13. In the courtroom were Polish, Jugoslav and Jewish prisoners as spectators who served as an information bureau, that is, during the court recesses they told their comrades, who were still waiting for their interrogation, everything that had been discussed during the course of the trial. On the basis of this information the latter were then able to reinforce the accusations and bring to naught the exoneration, which was scanty enough anyway.

For this reason it was also possible to always bring out the same points in the accusations.

14. The questionnaires we had filled out were handed to the prosecution witnesses by the prosecutor or by his interpreter. In this way each exact date could be looked up in order to incriminate the accused without having to fear that a false statement was being made. In spite of this, it happened that they contradicted themselves in cross-examination. However, because the witnesses were under the protection of the American court, they had nothing to fear from perjury, which they committed repeatedly.

15. We, as accused, had no right to give our opinion. At the beginning of the trial the defense lawyer told us that we had to keep quite still and the questions we wanted to have put to the witnesses we were to write on a slip of paper and give to his interpreter, Mr. BARR. I did not understand most of the trial, since I am a Lithuanian and only know a little German. I had to find out during the court recesses, from my comrades, of what I was accused.

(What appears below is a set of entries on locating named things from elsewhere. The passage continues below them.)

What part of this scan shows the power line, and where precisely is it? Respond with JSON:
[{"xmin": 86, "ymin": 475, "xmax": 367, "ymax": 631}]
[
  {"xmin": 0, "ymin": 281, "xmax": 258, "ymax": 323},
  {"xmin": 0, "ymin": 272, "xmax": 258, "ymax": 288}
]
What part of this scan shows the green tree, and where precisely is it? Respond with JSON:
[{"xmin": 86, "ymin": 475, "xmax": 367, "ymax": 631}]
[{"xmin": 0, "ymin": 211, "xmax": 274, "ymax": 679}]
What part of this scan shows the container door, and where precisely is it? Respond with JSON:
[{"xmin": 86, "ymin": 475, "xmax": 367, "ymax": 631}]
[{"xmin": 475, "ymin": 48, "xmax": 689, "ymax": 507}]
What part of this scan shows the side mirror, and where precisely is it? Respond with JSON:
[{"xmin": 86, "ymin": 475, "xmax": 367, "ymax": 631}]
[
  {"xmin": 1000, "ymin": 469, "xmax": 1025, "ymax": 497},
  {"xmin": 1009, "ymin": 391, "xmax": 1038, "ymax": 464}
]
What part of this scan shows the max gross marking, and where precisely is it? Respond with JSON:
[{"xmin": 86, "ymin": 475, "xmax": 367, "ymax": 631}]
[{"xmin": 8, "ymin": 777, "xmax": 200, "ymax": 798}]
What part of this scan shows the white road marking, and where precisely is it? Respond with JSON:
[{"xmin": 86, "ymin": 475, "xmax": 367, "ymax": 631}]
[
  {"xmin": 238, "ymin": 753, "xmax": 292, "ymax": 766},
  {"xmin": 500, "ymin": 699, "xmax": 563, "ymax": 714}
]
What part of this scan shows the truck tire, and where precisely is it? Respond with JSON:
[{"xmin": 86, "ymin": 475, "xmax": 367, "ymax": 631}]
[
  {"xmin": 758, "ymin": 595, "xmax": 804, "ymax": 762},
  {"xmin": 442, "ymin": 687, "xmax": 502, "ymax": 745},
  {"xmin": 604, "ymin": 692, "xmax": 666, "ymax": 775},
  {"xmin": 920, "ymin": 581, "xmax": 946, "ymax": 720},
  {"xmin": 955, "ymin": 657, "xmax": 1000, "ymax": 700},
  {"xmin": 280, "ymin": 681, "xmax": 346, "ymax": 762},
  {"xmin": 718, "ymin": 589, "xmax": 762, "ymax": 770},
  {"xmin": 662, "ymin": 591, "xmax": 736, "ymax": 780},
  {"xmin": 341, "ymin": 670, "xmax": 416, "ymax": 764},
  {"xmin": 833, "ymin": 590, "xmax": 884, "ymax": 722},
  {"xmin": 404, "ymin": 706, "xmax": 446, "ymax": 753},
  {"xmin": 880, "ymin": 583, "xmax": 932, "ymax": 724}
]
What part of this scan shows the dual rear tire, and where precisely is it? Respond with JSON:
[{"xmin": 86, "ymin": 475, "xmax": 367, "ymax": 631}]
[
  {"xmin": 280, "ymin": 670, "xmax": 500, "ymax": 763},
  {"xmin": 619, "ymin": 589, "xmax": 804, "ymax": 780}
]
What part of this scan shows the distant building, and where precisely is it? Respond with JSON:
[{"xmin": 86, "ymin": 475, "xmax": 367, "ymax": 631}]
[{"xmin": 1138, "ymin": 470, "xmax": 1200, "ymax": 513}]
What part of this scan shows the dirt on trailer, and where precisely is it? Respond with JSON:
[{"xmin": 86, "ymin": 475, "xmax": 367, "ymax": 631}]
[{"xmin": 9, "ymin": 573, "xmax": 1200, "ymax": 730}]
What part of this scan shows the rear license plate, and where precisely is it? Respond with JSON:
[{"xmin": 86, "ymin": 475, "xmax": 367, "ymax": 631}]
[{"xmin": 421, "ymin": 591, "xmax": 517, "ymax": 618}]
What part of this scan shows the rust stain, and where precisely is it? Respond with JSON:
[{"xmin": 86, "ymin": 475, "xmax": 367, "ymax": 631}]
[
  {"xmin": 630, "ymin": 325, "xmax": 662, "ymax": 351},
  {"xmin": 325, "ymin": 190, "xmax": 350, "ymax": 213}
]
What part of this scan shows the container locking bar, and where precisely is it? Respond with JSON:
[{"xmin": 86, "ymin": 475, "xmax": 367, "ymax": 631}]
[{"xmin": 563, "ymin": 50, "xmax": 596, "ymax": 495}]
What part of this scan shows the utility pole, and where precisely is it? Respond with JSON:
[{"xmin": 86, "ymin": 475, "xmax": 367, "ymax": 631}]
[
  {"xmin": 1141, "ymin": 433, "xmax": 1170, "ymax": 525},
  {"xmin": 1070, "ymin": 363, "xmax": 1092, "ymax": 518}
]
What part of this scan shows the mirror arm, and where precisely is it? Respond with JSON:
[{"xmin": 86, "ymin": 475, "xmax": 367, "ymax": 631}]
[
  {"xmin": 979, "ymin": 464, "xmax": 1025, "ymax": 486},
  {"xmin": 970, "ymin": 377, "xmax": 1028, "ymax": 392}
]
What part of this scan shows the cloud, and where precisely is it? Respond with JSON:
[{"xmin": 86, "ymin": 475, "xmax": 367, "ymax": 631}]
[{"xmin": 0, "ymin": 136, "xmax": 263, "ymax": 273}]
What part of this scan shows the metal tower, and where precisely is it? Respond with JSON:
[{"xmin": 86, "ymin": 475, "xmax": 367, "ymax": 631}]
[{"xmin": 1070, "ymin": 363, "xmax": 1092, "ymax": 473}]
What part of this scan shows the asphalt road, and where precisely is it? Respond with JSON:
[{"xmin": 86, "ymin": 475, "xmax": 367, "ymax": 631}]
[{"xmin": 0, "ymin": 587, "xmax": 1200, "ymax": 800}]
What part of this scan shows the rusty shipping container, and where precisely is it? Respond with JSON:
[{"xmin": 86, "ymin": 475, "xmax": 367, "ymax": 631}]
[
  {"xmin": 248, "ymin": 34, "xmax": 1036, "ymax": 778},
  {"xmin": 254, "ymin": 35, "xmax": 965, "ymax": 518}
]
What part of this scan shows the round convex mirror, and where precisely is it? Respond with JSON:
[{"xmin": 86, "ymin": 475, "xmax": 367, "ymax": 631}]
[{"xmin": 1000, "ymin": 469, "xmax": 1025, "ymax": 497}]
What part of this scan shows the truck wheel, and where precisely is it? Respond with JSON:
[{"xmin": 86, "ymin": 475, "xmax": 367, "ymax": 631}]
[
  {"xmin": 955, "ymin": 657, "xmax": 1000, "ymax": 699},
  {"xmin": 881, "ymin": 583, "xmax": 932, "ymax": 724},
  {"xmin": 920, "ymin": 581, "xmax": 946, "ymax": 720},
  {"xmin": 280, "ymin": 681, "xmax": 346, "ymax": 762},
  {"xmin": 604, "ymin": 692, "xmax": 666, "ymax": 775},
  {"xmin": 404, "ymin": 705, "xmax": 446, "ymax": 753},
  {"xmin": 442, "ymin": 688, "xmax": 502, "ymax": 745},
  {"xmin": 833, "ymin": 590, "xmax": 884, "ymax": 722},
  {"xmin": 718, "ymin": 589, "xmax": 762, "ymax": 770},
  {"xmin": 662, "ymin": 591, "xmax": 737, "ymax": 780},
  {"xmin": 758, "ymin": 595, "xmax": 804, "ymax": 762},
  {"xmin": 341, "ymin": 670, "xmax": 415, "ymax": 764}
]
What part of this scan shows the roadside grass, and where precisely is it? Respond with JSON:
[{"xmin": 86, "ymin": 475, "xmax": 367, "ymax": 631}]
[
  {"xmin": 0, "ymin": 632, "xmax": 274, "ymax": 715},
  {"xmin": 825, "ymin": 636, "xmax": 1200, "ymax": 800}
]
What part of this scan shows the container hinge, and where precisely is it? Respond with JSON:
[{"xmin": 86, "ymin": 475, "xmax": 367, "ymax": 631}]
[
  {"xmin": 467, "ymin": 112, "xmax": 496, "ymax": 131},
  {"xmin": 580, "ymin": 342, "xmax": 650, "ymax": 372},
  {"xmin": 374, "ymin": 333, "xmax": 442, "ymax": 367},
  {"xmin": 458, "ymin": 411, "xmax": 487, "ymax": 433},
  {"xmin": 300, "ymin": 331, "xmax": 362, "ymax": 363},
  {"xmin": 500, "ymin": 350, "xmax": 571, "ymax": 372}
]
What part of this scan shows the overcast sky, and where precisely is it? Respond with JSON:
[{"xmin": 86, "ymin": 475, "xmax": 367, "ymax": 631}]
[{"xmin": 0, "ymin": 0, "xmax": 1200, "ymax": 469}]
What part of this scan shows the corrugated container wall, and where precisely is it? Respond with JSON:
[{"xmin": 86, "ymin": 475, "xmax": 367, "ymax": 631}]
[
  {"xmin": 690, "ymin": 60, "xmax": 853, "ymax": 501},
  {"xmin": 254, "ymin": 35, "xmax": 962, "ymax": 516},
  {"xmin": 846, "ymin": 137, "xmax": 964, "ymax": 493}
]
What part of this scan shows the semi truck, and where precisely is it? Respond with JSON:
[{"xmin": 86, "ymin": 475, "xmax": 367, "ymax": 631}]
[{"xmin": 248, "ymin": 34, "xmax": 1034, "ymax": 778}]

17. [Sic. The paragraph is misnumbered in the original document.] There was no final argument by the defense lawyer. I was sentenced to death on 21 August 1947. The sentence was approved on 26 June 1948.

Landsberg/Lech, 10 September 1948 /s/ Gustav PETRAT.

It is now late to be considering the question of Petrat’s personal innocence or guilt, since he was executed in 1948. Apart from some possible exaggerations, Petrat’s statement must be considered credible. His comments with regard to the witnesses conferring with one another has the ring of truth and confirms what the defense counsel had already suspected and had indicated to the court during his interrogation of the witnesses: that there was discussion among the witnesses about the testimony. The witnesses' mistaken identification of the accused Buetgen firmly and clearly indicates collusion among the Prosecution’s witnesses.

There can also be no question about the use of duress and physical force by the interrogators. This was confirmed by the review of the Malmedy case, but was present in other American cases as well. There were certainly American legal personnel who were disturbed by the beatings administered to the prisoners in order to extract confessions of guilt, but for the most part they kept silent. One investigator who did know and was deeply distressed was, surprisingly enough, Fred Fleischmann, an American Jew who had been forced to flee Germany during World War II. Fleischmann later complained bitterly about the beatings the German prisoners were forced to endure.

* * * * *

I was the reporter assigned to record the last session of the Nordhausen trial, which was also the last trial session held in Dachau. Following that I left Dachau for another post in Germany before returning to the United States, one month before my twenty-first birthday. I subsequently married, fathered three childen, and spent the intervening years attempting to provide for my family.

My thoughts often return to the Dachau war crimes trials. My memories of my duties there have remained strong, and, like many Americans, I continue to hear much about German misdeeds during the war.

There is a time after which all things should end. The time is long past for one-sided recriminations over German war crimes and concentration camps. As anyone who worked in Dachau, impartially, could testify, there were also injustices committed in the trials instituted to punish the Germans. The Americans gave the defendants less than due process. Jewish and Polish investigators and witnesses took vengeance on many of the accused, some of whom had done nothing to them, many of whom they did not even know.

There were many innocents in Dachau. Most of them were not permitted free departure from the camp, and many lost their lives to the executioners at Landsberg, never again to return to their homes and families.